# Emu - Tascam - Roland



## manstein (Dec 16, 2012)

Hi everyone!

I have a doubt.

I have ordered a Behringer Ultracurve and I have ECM 8000 mic. I'll use REW.

But I don't know what soundcard will be better for REW


emu_0404_usb

Tascam US-144 Mk2

Roland UA-55 Quad-Capture



In additon, I have no idea which is the best way to get a better sound

soundcard (which?)---->optical out----> ultracurve (EQ + DAC) -----> active monitors

soundcard (which?)----> analogue out ----> ultracurve (only EQ) ----> active monitors

What do you think?

Thank you.


----------



## EarlK (Jan 1, 2010)

> emu_0404_usb
> 
> Tascam US-144 Mk2
> 
> Roland UA-55 Quad-Capture


-* Not one *of those cards will work ( *with a Mac *running REW ) .

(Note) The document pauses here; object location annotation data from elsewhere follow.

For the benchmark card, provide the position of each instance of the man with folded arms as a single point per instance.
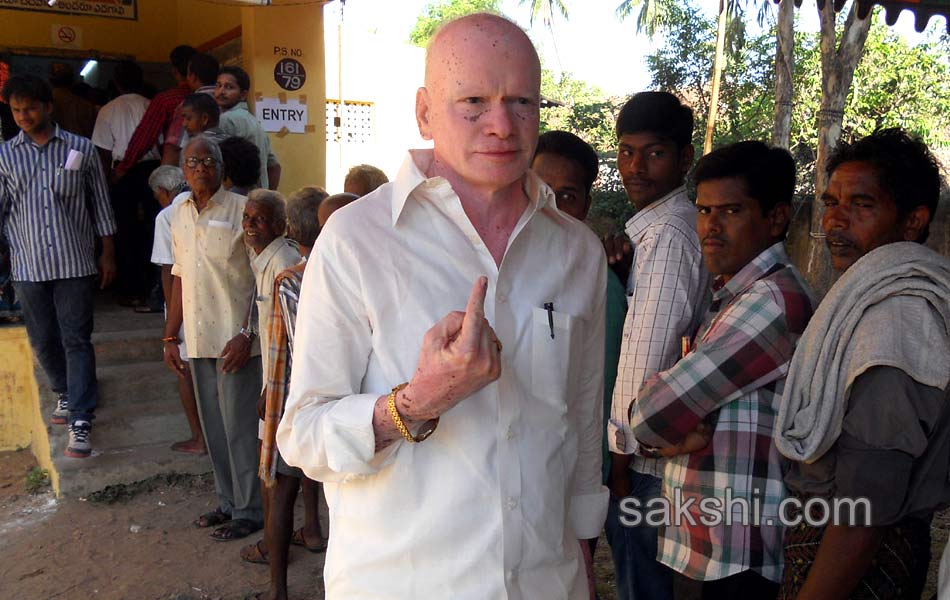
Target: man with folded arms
(713, 412)
(478, 475)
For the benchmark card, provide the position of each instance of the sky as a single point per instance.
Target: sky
(593, 44)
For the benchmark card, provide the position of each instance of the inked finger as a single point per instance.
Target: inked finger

- One needs ( when using a Mac ) to use a 2-chnl ( USB-based ) soundcard ( or else REW won't "sense" the inputs ) .

:sn:

PS : If using Windows, you need to research which company has the best reputation for keeping their drivers up-to-date with every new releases of Windows ( & _*I believe*_ Tascam may have the edge in that area ) .


----------



## manstein (Dec 16, 2012)

I'll use windows XP (SP 3)

Thanks


----------